We use a Stripe Payment plugin at Fresh van Root. After installing and configuring the plugin we can use the Stripe Payments Product block to add a Buy Button anywhere in a post.

Adding a stripe payment block

That’s just one of the thousands of available blocks you can add to your site. There are many plugins available that add additional blocks.

No way to disable/enable blocks for users

I miss a feature to centrally enable or disable blocks. As shown in this post, I only use 10% of the available blocks and all others are a distraction.

When running a larger site with more than 10 editors, I want to avoid giving editors the power to set background and foreground colors for certain elements or add a stripe button in any post.

It seems there are 3rd party plugins to de-activate certain blocks, but that adds another layer of complexity and I should not need a plugin for that.

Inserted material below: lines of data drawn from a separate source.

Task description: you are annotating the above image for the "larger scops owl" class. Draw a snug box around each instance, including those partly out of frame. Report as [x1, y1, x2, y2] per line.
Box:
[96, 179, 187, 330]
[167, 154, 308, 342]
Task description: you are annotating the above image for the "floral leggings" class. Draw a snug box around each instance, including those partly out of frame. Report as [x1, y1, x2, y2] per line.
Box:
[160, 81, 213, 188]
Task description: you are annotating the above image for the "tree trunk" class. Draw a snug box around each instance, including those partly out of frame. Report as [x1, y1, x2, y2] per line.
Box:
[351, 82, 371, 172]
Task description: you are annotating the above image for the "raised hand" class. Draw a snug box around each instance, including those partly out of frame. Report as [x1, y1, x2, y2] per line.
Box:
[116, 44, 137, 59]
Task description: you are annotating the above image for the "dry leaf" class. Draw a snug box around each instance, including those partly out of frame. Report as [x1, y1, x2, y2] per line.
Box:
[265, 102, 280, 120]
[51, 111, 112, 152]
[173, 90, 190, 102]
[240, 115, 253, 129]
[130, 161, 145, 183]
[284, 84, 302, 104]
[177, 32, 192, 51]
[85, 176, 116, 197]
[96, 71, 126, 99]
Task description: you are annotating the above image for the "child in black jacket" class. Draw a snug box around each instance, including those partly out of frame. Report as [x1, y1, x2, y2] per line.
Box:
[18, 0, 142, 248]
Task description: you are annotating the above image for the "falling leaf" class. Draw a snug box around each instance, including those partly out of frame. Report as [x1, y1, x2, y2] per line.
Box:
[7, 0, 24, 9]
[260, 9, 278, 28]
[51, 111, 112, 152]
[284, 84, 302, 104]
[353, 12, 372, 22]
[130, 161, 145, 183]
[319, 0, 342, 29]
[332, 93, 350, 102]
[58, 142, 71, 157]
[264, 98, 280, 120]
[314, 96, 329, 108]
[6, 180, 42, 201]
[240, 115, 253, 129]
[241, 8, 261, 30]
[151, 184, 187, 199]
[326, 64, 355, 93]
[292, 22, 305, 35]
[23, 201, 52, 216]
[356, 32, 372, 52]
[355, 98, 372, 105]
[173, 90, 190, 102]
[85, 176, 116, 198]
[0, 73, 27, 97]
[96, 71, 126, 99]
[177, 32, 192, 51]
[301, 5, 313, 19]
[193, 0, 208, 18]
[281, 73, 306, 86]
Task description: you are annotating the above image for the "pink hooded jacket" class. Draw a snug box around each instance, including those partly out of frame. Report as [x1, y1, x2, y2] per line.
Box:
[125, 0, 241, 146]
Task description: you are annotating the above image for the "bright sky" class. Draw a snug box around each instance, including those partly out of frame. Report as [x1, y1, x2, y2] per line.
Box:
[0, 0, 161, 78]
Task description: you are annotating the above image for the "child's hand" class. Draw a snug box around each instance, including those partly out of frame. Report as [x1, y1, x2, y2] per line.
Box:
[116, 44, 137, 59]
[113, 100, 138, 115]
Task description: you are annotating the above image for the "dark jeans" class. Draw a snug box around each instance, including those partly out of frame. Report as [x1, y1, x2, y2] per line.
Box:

Different user roles need different blocks. A contributor might only need text and image blocks, a seasoned blogger can play around with all the blocks available. A Gutenberg editor settings dashboard would be a cool feature.

No experience in using themes specifically made for Gutenberg

All the WordPress sites I am working on use Gutenberg editor only for blogging, pages are managed

  • Using a theme that is coming with its own page builder component, like Enfold
  • Or use advanced custom fields 
  • Or the sites are using a page builder like Elementor

That said, I am sure theme and plugin developers will adapt and offer full support for Gutenberg. Also, for many use cases, Gutenberg will be years away from offering the same feature set like Enfold or Elementor does today.  

For bloggers, small businesses or personal websites, Gutenberg today has enough features not only for blogging but also for building the pages. 

Conclusion

After one year of using the new Gutenberg editor, I can see the technical reasons for breaking away from the classic old editor. The interface and user experience were outdated. 

The Gutenberg editor brings a more flexible and modern editing experience to WordPress, but there are no benefits when writing simple structured blog posts (like this one) that do not use any of the advanced blocks.

Lots of functionality that Gutenberg brings to the editing experience are not needed by bloggers but allow building more complex page layouts.

The overall direction is unclear to me (as someone who does not follow the technical discussion behind it). Is the goal to replace page builders and that the editor is not only for posts but makes 3rd party page builders obsolete?

I see no reason in using the classic editor plugin, but Gutenberg is still far away from being ten times better for everyday blogging.